Science can't predict mass murder

Predicting incidents of mass killings like the April 16 Virginia Tech shooting that left 33 people dead is like looking for a needle in a haystack, according to a UBC human-behaviour expert.

Sandra Robinson , associate professor at the Sauder School of Business who studied shootings in U.S. postal offices during the 1990s, said that such events are statistically rare.

"I just don't believe the science is there," Robinson told the Straight . "If we were to start identifying people that might have the potential, we'll be arresting innocent people. There's plenty of misfits, plenty of loners, plenty of strange people, plenty of people with mental illness, [but] none of these people ever commit any violent crime whatsoever."

Robinson pointed out that the closest one can get to stopping such an incident from happening is when it becomes known that somebody is expressing fantasies of mass killings or plotting to do so. "If we get a sense that there is some premeditation going on, that's a red flag that everybody should act on and take very seriously," she said. "But barring that, it's really hard."

Wendy Roth , a UBC assistant professor of sociology, coauthored the 2004 book Rampage: The Social Roots of School Shootings (Basic Books) , which looked at cases of mass shootings in American schools.

"There usually are warning signs," Roth told the Straight . "One of the challenges for institutions is to catch those signs and put those pieces together. There's a lot of information floating around about these individual students, but the people who have the information are not communicating with one another."

Roth said that one way of dealing with this is through the creation of "team teachers", wherein mentors can exchange information about students.
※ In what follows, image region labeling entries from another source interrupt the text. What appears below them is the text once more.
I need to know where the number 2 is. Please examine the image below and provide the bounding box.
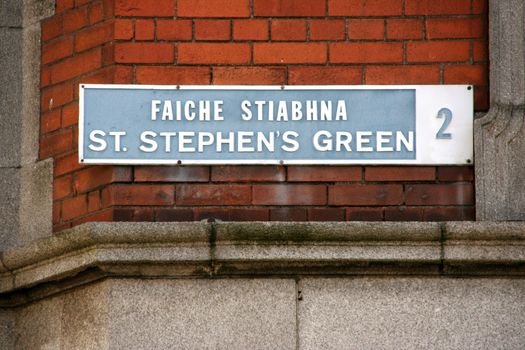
[436,108,452,140]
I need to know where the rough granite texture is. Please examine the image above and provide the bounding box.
[298,278,525,350]
[474,0,525,221]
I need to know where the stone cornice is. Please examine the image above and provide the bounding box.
[0,222,525,306]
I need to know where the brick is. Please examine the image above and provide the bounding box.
[348,19,385,40]
[51,202,62,225]
[194,208,230,222]
[88,191,102,213]
[423,207,476,221]
[177,185,251,205]
[115,0,175,17]
[155,208,193,222]
[386,18,423,40]
[53,222,71,233]
[136,66,210,85]
[405,0,471,16]
[178,43,251,64]
[233,19,269,40]
[71,209,113,226]
[427,18,485,39]
[64,7,88,33]
[195,19,231,40]
[88,2,104,24]
[114,19,134,40]
[115,42,175,63]
[346,208,383,221]
[253,0,326,17]
[472,0,489,15]
[75,23,114,52]
[62,195,87,221]
[229,208,270,221]
[40,109,62,134]
[40,66,51,88]
[113,208,155,222]
[213,67,286,85]
[40,129,73,159]
[40,83,73,112]
[102,184,175,207]
[271,19,306,41]
[308,208,345,221]
[270,208,308,221]
[55,0,75,13]
[135,166,210,182]
[406,184,474,205]
[310,19,346,40]
[157,19,193,40]
[365,64,441,84]
[102,0,115,19]
[288,67,363,85]
[385,207,424,221]
[54,152,84,176]
[42,36,73,64]
[51,48,102,84]
[41,16,64,42]
[444,64,489,85]
[211,165,286,182]
[79,66,133,84]
[53,175,73,200]
[135,19,155,40]
[73,166,132,193]
[288,166,361,182]
[53,222,71,233]
[62,102,78,128]
[177,0,250,18]
[253,43,327,64]
[330,42,403,63]
[328,0,403,17]
[365,166,436,181]
[473,40,489,62]
[437,166,474,181]
[75,0,96,7]
[253,184,326,205]
[406,41,470,62]
[328,184,403,205]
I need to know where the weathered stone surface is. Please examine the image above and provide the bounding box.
[13,297,63,350]
[474,0,525,221]
[489,0,525,106]
[109,279,296,350]
[0,28,22,167]
[0,0,23,27]
[0,168,20,250]
[0,309,16,349]
[22,0,55,27]
[18,22,42,165]
[60,281,109,350]
[298,278,525,350]
[0,222,525,300]
[17,159,53,245]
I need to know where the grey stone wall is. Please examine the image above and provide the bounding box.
[0,0,54,249]
[4,277,525,350]
[474,0,525,221]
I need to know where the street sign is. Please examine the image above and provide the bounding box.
[79,84,473,164]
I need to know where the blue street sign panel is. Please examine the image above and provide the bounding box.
[79,85,473,164]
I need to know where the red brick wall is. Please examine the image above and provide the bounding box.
[40,0,488,231]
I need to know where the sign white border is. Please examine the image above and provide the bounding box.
[78,84,474,166]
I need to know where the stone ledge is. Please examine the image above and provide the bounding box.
[0,222,525,305]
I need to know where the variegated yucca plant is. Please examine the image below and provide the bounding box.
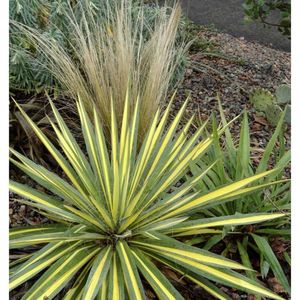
[10,94,282,300]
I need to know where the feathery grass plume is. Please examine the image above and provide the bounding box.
[13,0,186,134]
[10,97,284,300]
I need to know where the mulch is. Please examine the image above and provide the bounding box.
[9,30,291,300]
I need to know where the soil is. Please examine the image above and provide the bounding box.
[9,30,291,300]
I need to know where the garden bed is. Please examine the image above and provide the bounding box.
[9,26,290,300]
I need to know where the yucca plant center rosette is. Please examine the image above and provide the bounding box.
[10,93,282,300]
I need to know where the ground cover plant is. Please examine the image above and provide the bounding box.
[10,94,283,299]
[185,102,291,293]
[10,0,290,299]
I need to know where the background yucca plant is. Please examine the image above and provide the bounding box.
[10,93,283,299]
[189,102,291,293]
[11,0,186,137]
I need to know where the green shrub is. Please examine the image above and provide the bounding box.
[10,0,186,94]
[10,93,283,299]
[191,102,290,293]
[13,0,190,135]
[243,0,291,38]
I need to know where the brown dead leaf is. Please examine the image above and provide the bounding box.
[268,277,284,293]
[254,115,268,125]
[145,290,156,299]
[162,268,186,284]
[252,122,262,132]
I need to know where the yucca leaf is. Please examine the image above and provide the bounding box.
[186,274,230,300]
[9,225,105,249]
[24,245,99,300]
[168,213,284,235]
[63,260,94,300]
[117,241,145,300]
[106,253,125,300]
[251,234,291,294]
[132,232,244,269]
[131,250,184,300]
[9,242,80,290]
[82,246,112,300]
[151,253,283,300]
[164,170,274,217]
[256,109,286,174]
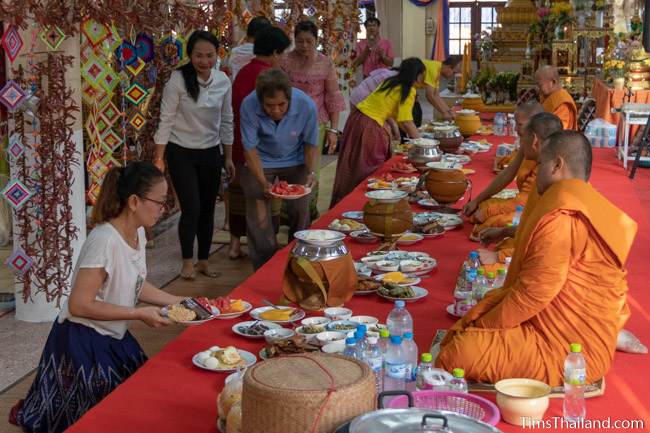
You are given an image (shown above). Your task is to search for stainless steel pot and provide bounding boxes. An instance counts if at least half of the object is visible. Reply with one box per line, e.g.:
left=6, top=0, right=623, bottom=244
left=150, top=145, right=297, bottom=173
left=335, top=391, right=501, bottom=433
left=408, top=139, right=442, bottom=167
left=291, top=239, right=349, bottom=262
Another means, she said, is to make counselling and support services available to all students. "Often, the shooters are the people who are under the radar," Roth said. "They're not the squeaky wheels; they're not the ones who anybody would check out and say, 'That's a troubled student.'"

Ken Denike , chair of the Vancouver school board, told the Straight that although there has not been a shooting incident in city schools, there's always a concern about somebody becoming a "copycat of some kind".

"If a teacher thinks there's a difficulty with a couple of kids, there could be an assessment of whether, 'That's just kids being kids or is it something more serious?'" he said. "Teachers are the first line of defence."